I watched my aunt spend decades on foot, in letters of inquiry and on the phone, tracing our maternal line back to three different passengers on the Mayflower. It's so easy now to do ancestor research online. And so easy to make errors by clicking someone else's unproven data!
I know the frustration of finding a long lost relative's grave on Find A Grave, but only seeing the year of birth, year of death and partial name entered, and no headstone photo, link or bio. So I am adding as many headstone photos, links, and bios as I can to memorials from cemeteries from the 1700, 1800 and early 1900's.

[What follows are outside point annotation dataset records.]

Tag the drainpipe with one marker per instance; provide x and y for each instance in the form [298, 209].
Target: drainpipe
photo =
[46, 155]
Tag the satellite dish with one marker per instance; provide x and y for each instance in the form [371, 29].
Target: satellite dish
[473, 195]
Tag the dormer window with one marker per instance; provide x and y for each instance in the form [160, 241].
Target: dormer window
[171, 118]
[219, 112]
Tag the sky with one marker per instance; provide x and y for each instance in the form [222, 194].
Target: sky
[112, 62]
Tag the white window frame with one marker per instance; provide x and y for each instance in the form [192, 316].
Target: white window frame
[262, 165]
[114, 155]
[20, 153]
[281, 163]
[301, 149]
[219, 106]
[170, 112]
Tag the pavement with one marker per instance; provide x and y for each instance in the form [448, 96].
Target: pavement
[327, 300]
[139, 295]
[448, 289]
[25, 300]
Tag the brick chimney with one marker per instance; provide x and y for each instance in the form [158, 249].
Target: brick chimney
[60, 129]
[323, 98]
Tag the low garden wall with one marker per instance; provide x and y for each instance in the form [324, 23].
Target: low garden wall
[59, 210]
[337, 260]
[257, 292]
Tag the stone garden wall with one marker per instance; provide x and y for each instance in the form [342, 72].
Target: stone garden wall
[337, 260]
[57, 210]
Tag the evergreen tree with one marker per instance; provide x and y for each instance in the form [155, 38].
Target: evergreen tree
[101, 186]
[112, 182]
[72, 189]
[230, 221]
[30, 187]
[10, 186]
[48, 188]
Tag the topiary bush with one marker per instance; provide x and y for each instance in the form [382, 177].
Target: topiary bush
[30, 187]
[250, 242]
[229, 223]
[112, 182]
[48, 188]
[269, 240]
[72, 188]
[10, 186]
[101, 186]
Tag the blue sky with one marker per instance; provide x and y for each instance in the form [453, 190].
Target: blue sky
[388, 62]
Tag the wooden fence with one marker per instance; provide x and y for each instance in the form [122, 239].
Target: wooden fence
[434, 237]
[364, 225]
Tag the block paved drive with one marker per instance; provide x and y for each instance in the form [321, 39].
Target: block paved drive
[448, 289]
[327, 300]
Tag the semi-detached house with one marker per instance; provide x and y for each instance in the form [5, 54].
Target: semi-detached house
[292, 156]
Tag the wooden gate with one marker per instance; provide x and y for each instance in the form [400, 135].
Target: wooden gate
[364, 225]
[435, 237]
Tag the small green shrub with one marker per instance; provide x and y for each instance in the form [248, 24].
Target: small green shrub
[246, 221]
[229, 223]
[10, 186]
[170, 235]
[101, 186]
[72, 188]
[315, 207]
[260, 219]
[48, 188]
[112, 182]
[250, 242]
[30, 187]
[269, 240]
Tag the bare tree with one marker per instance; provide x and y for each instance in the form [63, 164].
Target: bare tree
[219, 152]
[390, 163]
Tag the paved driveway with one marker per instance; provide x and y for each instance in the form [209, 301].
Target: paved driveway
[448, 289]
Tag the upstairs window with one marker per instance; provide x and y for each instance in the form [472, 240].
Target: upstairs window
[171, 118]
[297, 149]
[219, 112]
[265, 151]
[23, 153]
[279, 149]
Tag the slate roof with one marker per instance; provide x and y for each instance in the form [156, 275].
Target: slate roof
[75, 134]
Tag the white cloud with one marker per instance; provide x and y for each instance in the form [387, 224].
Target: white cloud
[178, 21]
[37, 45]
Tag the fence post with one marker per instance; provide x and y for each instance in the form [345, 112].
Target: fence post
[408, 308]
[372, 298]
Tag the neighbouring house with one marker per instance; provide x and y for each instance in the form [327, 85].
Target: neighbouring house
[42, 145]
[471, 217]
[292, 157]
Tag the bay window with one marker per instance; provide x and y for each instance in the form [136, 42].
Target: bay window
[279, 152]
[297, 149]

I work from actual headstones first, not from published lists of graves, and I confirm my photo data with Federal census records, town records, historical county records, birth, marriage and deaths from church records, old newspaper articles, and Federal mortality schedules. Every fact for any photo or memorial I post has been thoroughly researched.
If you send me an edit, please cite the source of the edit information.
On new memorials that I post, I am adding whatever local info about the person that I can find. I have spent many hours trying to translate and/or decipher worn away letters on hundreds of headstones.
If, in turn, my helping others to find their ancestors, will lead to someone finding my long lost pre-1824 Penna. Shaffer kin and their burial places, then the kindness will come full circle.
Working to decipher the words on the oldest headstones, before they become too weathered to read, is not just my hobby, but a way to preserve our past.